When the delegates were appointed to the International Scientific Congress at the Paris Exposition of 1900, how little did anybody imagine that the great conference would end in the most gigantic scandal that ever stirred two continents?

Yet, had it not been for the pair of American newspapers published in Paris, this scandal would never have been aired, for the continental press is so well muzzled that when it bites its teeth merely meet in the empty atmosphere with a discreet snap.

But to the Yankee nothing excepting the Monroe Doctrine is sacred, and the unsopped watch–dogs of the press bite right and left, unmuzzled. The biter bites—it is his profession—and that ends the affair; the bitee is bitten, and, in the deplorable argot of the hour, "it is up to him."

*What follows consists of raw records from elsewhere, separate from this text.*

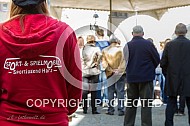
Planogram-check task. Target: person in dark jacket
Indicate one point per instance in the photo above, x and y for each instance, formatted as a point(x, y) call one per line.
point(175, 64)
point(142, 61)
point(40, 68)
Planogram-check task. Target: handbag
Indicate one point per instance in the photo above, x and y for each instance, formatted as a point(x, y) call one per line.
point(87, 72)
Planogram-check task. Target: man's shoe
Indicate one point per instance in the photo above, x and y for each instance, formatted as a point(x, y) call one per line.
point(121, 113)
point(110, 113)
point(85, 111)
point(95, 112)
point(181, 114)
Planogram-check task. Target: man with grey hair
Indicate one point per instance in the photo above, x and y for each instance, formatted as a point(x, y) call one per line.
point(114, 64)
point(175, 65)
point(142, 62)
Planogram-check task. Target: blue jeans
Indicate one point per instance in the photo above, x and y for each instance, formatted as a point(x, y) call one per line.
point(119, 89)
point(102, 83)
point(144, 90)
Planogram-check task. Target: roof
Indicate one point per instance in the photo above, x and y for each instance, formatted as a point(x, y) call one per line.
point(120, 5)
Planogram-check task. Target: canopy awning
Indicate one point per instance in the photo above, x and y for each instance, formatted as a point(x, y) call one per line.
point(120, 5)
point(154, 8)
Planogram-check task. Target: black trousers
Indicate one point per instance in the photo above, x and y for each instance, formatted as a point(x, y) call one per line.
point(145, 92)
point(171, 109)
point(91, 82)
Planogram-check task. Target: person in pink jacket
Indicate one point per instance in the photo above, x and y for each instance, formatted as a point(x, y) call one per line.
point(40, 68)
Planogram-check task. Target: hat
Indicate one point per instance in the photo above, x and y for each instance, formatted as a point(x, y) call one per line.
point(90, 38)
point(27, 3)
point(113, 38)
point(137, 29)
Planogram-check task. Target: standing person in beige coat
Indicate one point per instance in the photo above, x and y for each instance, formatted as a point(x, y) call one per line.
point(114, 64)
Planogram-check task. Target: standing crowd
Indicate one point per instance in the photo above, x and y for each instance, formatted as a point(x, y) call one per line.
point(40, 65)
point(139, 67)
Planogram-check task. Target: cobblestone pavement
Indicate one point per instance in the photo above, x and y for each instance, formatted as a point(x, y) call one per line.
point(102, 119)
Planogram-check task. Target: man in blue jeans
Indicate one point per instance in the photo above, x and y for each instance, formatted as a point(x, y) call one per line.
point(142, 62)
point(102, 81)
point(175, 65)
point(114, 64)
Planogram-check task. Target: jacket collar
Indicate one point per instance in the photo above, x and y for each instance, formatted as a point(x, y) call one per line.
point(181, 37)
point(137, 37)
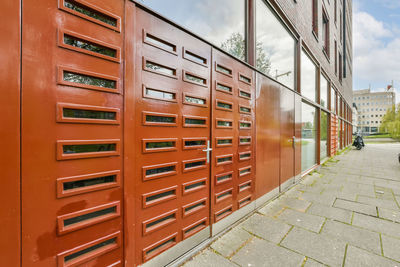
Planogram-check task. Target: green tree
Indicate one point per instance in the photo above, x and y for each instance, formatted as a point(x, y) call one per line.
point(235, 45)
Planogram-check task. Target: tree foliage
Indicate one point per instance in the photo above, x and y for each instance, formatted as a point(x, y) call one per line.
point(391, 122)
point(235, 45)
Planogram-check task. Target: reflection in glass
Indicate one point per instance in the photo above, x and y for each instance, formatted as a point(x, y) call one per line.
point(275, 46)
point(309, 136)
point(222, 24)
point(324, 135)
point(308, 77)
point(324, 91)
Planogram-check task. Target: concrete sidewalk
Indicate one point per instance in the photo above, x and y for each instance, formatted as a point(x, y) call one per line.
point(346, 214)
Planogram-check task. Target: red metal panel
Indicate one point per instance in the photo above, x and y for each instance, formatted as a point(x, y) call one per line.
point(233, 115)
point(72, 107)
point(10, 133)
point(268, 135)
point(168, 126)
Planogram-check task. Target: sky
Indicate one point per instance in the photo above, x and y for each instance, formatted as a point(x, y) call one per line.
point(376, 44)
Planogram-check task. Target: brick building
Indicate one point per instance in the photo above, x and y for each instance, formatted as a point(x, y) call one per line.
point(138, 130)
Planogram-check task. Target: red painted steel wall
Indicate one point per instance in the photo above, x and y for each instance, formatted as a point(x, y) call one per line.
point(10, 133)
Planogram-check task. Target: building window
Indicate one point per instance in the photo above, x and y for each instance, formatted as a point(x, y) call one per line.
point(315, 16)
point(222, 24)
point(308, 77)
point(325, 33)
point(324, 87)
point(277, 58)
point(324, 135)
point(308, 135)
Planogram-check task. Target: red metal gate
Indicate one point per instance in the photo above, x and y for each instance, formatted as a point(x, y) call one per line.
point(72, 133)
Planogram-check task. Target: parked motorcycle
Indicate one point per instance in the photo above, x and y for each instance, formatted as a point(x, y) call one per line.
point(358, 142)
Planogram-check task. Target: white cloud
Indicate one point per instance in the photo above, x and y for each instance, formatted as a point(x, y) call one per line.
point(376, 50)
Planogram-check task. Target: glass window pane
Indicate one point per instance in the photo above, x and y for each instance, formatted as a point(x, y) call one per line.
point(324, 135)
point(324, 91)
point(222, 24)
point(308, 135)
point(308, 77)
point(275, 46)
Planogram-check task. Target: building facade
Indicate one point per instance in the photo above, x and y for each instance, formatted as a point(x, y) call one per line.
point(138, 130)
point(372, 107)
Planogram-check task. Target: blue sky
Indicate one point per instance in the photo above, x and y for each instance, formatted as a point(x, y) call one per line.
point(376, 44)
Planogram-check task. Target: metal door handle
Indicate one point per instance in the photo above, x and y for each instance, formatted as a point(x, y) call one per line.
point(208, 150)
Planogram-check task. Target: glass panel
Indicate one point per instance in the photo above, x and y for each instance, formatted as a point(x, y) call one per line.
point(223, 24)
point(324, 135)
point(308, 135)
point(275, 46)
point(308, 77)
point(324, 91)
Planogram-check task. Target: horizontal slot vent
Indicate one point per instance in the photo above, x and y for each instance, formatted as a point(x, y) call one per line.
point(223, 70)
point(244, 201)
point(87, 149)
point(195, 79)
point(194, 143)
point(159, 145)
point(244, 125)
point(245, 156)
point(223, 213)
point(194, 207)
point(160, 170)
point(74, 185)
point(244, 171)
point(224, 141)
point(89, 46)
point(89, 251)
point(158, 42)
point(244, 78)
point(224, 123)
point(223, 87)
point(224, 159)
point(159, 119)
point(78, 220)
point(194, 228)
point(158, 68)
point(223, 177)
point(159, 94)
point(223, 195)
point(159, 196)
point(192, 165)
point(92, 13)
point(194, 186)
point(245, 186)
point(193, 121)
point(159, 222)
point(194, 57)
point(244, 110)
point(159, 247)
point(223, 105)
point(194, 100)
point(244, 94)
point(244, 140)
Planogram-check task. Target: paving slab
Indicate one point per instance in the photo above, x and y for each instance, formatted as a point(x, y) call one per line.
point(207, 258)
point(353, 235)
point(356, 257)
point(355, 206)
point(321, 248)
point(259, 252)
point(391, 247)
point(377, 225)
point(330, 212)
point(304, 220)
point(266, 227)
point(227, 244)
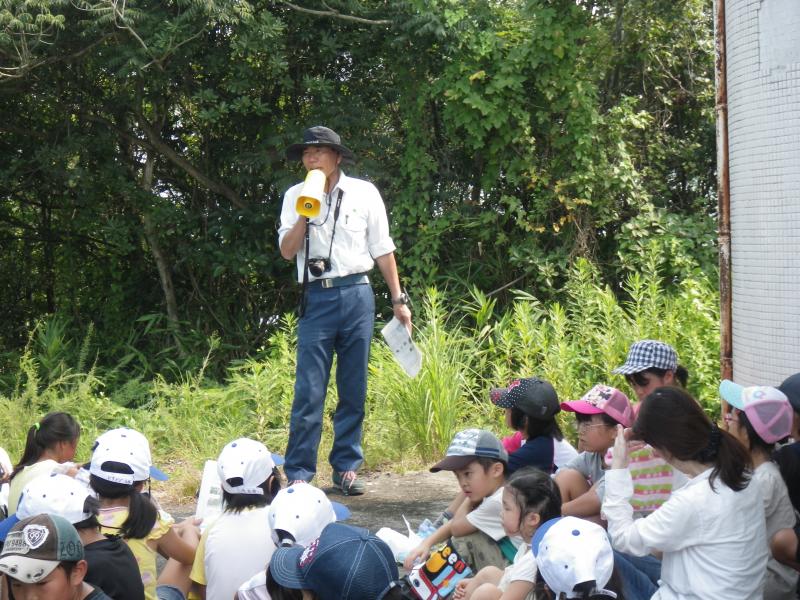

So now that the scandal has been well aired and hung out to dry in the teeth of decency and the four winds, and as all the details have been cheerfully and grossly exaggerated, it is, perhaps, the proper moment for the truth to be written by the only person whose knowledge of all the facts in the affair entitles him to speak for himself as well as for those honorable ladies and gentlemen whose names and titles have been so mercilessly criticised.

These, then, are the simple facts:

The International Scientific Congress, now adjourned sine die , met at nine o'clock in the morning, May 3, 1900, in the Tasmanian Pavilion of the Paris Exposition. There were present the most famous scientists of Great Britain, France, Germany, Russia, Italy, Switzerland, and the United States.